Date of Award

Spring 1958

Document Type




First Advisor

Thomas Clinch


This thesis has for its purpose a study of the early-day politics of the Territory of Montana viewed in the light of the career of Thomas Francis Meagher. Much of the material thus far written about the man and his activities as acting governor of Montana Territory between 1865 and 1867 has either been utterly uncomplimentary or entirely partisan in nature. I have thus attempted to draw as objective a view as possible of Meagher and his work and also to show that political strife in Montana at the time mirrored national political struggles at the capital in Washington.

This is the story of one of the most controversial figures in early Montana history, Thomas Francis Meagher. In taking a quick glance at Meagher's life it would seen that he was involved in controversy all of his life. Even his death is clouded in mystery and strife.

The life of Thomas Francis Meagher, the son of a wealthy merchant, began on the 3rd of August, 1823, in the city of Waterford.
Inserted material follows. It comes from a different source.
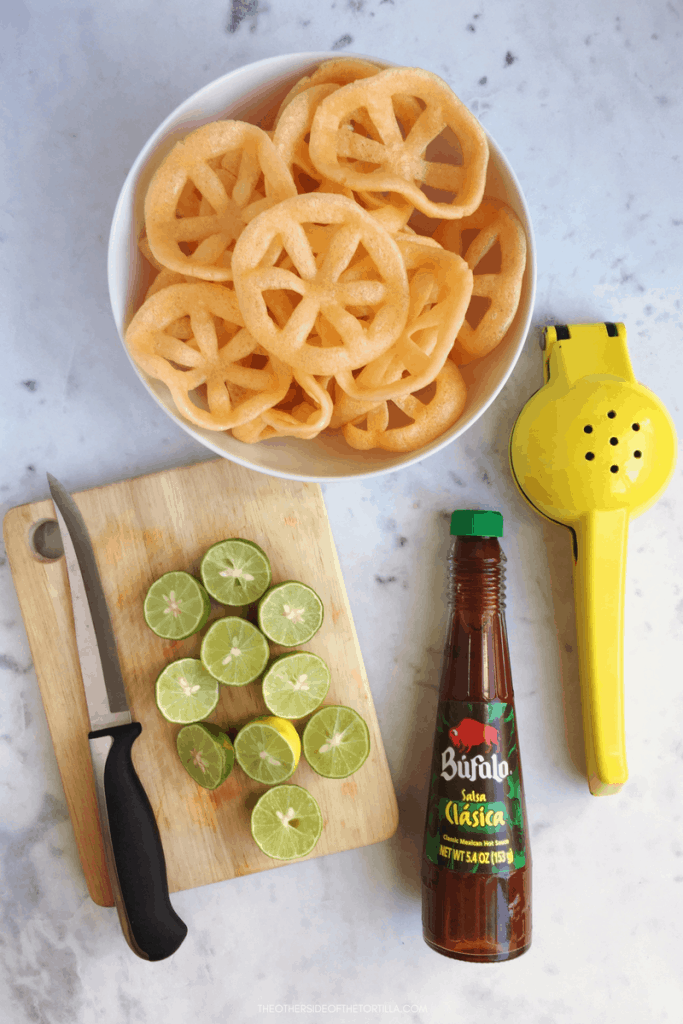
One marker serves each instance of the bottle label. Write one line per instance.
(475, 815)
The first ten years of his life were spent in his native city. When he reached the age of eleven, his father sent him to the Jesuit College of Clongowes Wood at Kildare. Meagher spent six years there. His student life is described by his compatriot and friend John Savage:

“Here his frank and happy nature endeared him to his associates. He was distinguished for his heartiness with which he joined in all the freaks of student life, and the sudden impulses of study that enable him to carry off the honors from those who had paled their brows In months of laborious scrutiny...In English composition and rhetoric he was above all competitors, and already became remarkable for that elegant enthusiasm which afterwards, in so short a space of time, placed his name on the list of the recognized orators who have contributed so largely to make the history and literature of his country."

Even at this early age Meagher was showing the talent for which he was most famous in later life, as he was one of the most outstanding members of the College Debating Society.

After spending six years in Clongowes he was sent to Stonyhurst College in England to finish his education. Here Meagher exhibited a keen mind and studied hard at those subjects which proved interesting, neglecting those which did not.

During his college days two incidents happened that help throw a little light on the personality of Meagher. At Stonyhurst they celebrated the anniversary of the battle of Waterloo with musical offerings and other forms of recreation, and the college band was called upon to play. As it so happened Meagher was the first clarinetist in the band and he absolutely refused to perform. "Never,” he said, “would he sound a note of praise for England’s victory.” As a result of his not playing, there was a serious disarrangement in the musical plans for the day.

The other incident involved one of his teachers whose principal effort seems to have been devoted to the eradication of his “detested Irish brogue." How he eventually succeeded those who were familiar in after years with his pupil’s peculiar foreign mode of expression, (which many mistook for affectation,) can testify. Strange to say, Meagher himself never could believe in the success of his pro-English pedagogue.